In vision Transformers, atypical backgrounds induce contextual bias, undermining model robustness and interpretability. To address this, we propose a two-stage differentiable binary attention framework: first, it localizes task-relevant image regions; second, it enforces prediction exclusively from these regions via an end-to-end learned binary mask, effectively suppressing background interference. Our core contributions are (i) intrinsic faithfulness of attention maps—attention weights directly and exclusively govern input visibility—and (ii) a joint optimization mechanism that synergistically enhances region discovery and focused prediction. Evaluated on object-centric tasks—including fine-grained recognition and joint localization-classification—the method significantly improves robustness against spurious correlations and out-of-distribution backgrounds, while boosting localization accuracy and prediction consistency.

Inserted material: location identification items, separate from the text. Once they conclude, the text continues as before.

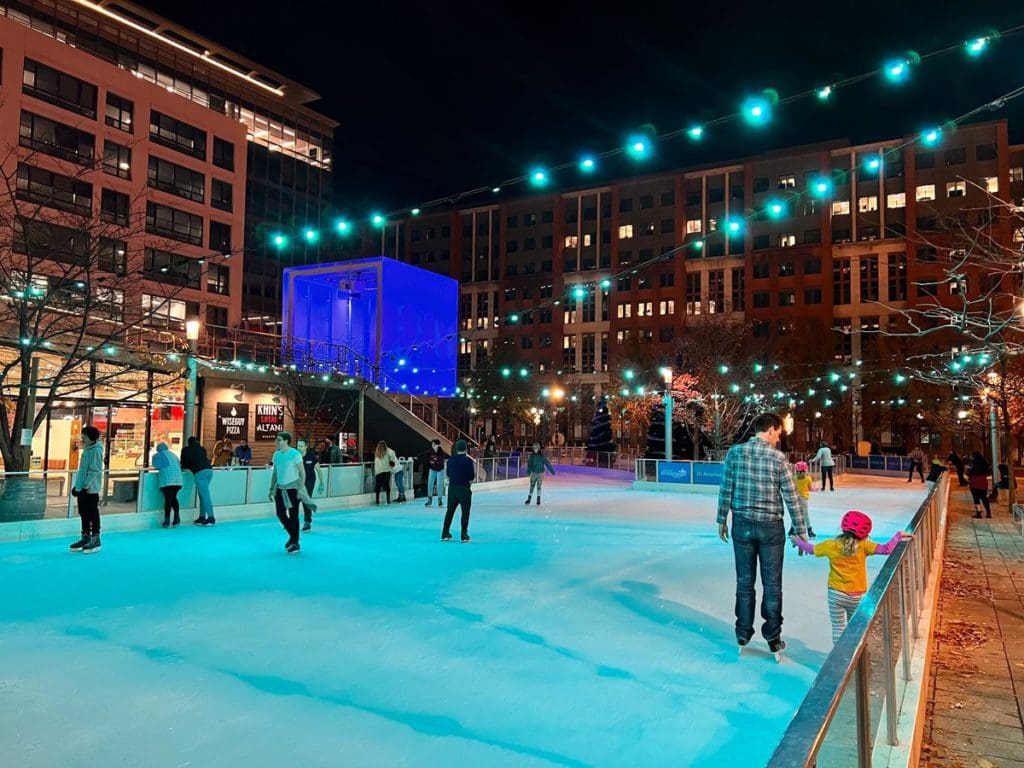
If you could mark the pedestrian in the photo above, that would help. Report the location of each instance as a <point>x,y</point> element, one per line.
<point>536,465</point>
<point>957,463</point>
<point>435,473</point>
<point>805,484</point>
<point>287,476</point>
<point>88,483</point>
<point>489,454</point>
<point>916,457</point>
<point>461,472</point>
<point>222,453</point>
<point>312,475</point>
<point>169,477</point>
<point>757,480</point>
<point>977,477</point>
<point>196,460</point>
<point>384,462</point>
<point>935,472</point>
<point>243,454</point>
<point>827,465</point>
<point>847,555</point>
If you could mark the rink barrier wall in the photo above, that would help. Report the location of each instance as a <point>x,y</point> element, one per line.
<point>863,707</point>
<point>132,500</point>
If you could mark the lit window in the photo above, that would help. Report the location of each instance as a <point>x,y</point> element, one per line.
<point>867,204</point>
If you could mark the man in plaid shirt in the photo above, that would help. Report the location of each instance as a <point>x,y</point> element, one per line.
<point>756,480</point>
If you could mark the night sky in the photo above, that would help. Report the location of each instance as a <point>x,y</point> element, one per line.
<point>436,98</point>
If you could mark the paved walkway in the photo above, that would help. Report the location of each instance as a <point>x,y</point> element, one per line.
<point>976,686</point>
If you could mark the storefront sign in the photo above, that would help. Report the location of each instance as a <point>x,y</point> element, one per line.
<point>232,421</point>
<point>269,421</point>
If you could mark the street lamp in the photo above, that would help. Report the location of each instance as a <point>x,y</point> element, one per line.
<point>667,376</point>
<point>192,333</point>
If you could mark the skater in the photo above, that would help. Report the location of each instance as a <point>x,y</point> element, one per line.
<point>978,480</point>
<point>935,472</point>
<point>827,465</point>
<point>916,457</point>
<point>287,477</point>
<point>435,473</point>
<point>957,463</point>
<point>310,477</point>
<point>536,465</point>
<point>384,462</point>
<point>756,481</point>
<point>170,483</point>
<point>195,459</point>
<point>88,483</point>
<point>805,484</point>
<point>461,473</point>
<point>847,555</point>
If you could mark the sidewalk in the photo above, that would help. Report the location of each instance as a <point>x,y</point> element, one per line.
<point>976,681</point>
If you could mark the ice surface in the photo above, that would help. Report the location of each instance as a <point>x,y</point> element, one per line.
<point>594,630</point>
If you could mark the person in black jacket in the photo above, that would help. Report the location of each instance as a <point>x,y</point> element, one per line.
<point>461,472</point>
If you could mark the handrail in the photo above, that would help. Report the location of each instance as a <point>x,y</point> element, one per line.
<point>809,727</point>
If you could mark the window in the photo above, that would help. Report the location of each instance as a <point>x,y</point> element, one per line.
<point>57,88</point>
<point>50,137</point>
<point>53,190</point>
<point>119,113</point>
<point>117,160</point>
<point>223,154</point>
<point>177,135</point>
<point>867,204</point>
<point>218,279</point>
<point>220,195</point>
<point>220,237</point>
<point>114,208</point>
<point>172,268</point>
<point>173,223</point>
<point>176,179</point>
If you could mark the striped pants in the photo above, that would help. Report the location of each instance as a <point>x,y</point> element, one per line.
<point>841,608</point>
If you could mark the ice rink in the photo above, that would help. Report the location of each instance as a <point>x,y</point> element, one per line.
<point>594,630</point>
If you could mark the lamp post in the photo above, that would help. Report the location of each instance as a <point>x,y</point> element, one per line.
<point>192,332</point>
<point>667,376</point>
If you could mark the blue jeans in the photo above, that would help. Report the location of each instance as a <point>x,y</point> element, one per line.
<point>754,542</point>
<point>203,478</point>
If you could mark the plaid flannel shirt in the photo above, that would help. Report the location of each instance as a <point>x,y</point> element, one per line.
<point>756,479</point>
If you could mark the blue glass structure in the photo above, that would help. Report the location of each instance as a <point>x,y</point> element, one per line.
<point>389,323</point>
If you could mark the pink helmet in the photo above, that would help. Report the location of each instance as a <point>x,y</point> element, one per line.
<point>857,523</point>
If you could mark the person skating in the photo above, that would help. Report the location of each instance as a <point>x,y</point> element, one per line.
<point>88,483</point>
<point>461,473</point>
<point>536,465</point>
<point>435,473</point>
<point>169,477</point>
<point>847,555</point>
<point>311,476</point>
<point>287,476</point>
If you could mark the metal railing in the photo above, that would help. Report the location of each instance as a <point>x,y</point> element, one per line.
<point>861,683</point>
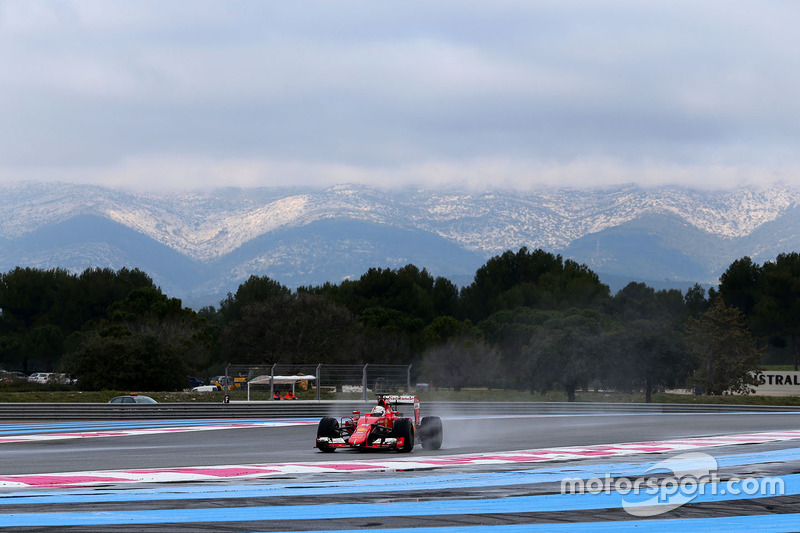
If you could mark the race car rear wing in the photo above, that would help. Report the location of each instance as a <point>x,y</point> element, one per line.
<point>396,399</point>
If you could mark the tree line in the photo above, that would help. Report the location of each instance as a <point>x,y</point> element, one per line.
<point>530,320</point>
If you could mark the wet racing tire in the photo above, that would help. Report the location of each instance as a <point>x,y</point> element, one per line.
<point>328,427</point>
<point>404,428</point>
<point>430,432</point>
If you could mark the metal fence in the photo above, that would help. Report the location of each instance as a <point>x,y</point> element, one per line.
<point>331,382</point>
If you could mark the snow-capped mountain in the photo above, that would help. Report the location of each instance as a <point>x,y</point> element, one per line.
<point>203,244</point>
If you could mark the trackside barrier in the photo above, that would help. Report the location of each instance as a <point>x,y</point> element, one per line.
<point>91,411</point>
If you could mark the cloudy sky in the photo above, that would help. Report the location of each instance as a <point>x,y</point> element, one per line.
<point>196,94</point>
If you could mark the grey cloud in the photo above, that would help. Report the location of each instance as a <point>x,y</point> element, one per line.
<point>398,84</point>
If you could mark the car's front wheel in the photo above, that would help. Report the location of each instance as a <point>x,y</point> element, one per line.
<point>328,428</point>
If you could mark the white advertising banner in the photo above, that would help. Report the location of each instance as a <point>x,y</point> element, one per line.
<point>779,383</point>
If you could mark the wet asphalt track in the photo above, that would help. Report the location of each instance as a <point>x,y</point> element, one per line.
<point>469,498</point>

We introduce an attention-based method that uses learned binary attention masks to ensure that only attended image regions influence the prediction. Context can strongly affect object perception, sometimes leading to biased representations, particularly when objects appear in out-of-distribution backgrounds. At the same time, many image-level object-centric tasks require identifying relevant regions, often requiring context. To address this conundrum, we propose a two-stage framework: stage 1 processes the full image to discover object parts and identify task-relevant regions, while stage 2 leverages input attention masking to restrict its receptive field to these regions, enabling a focused analysis while filtering out potentially spurious information. Both stages are trained jointly, allowing stage 2 to refine stage 1. Extensive experiments across diverse benchmarks demonstrate that our approach significantly improves robustness against spurious correlations and out-of-distribution backgrounds.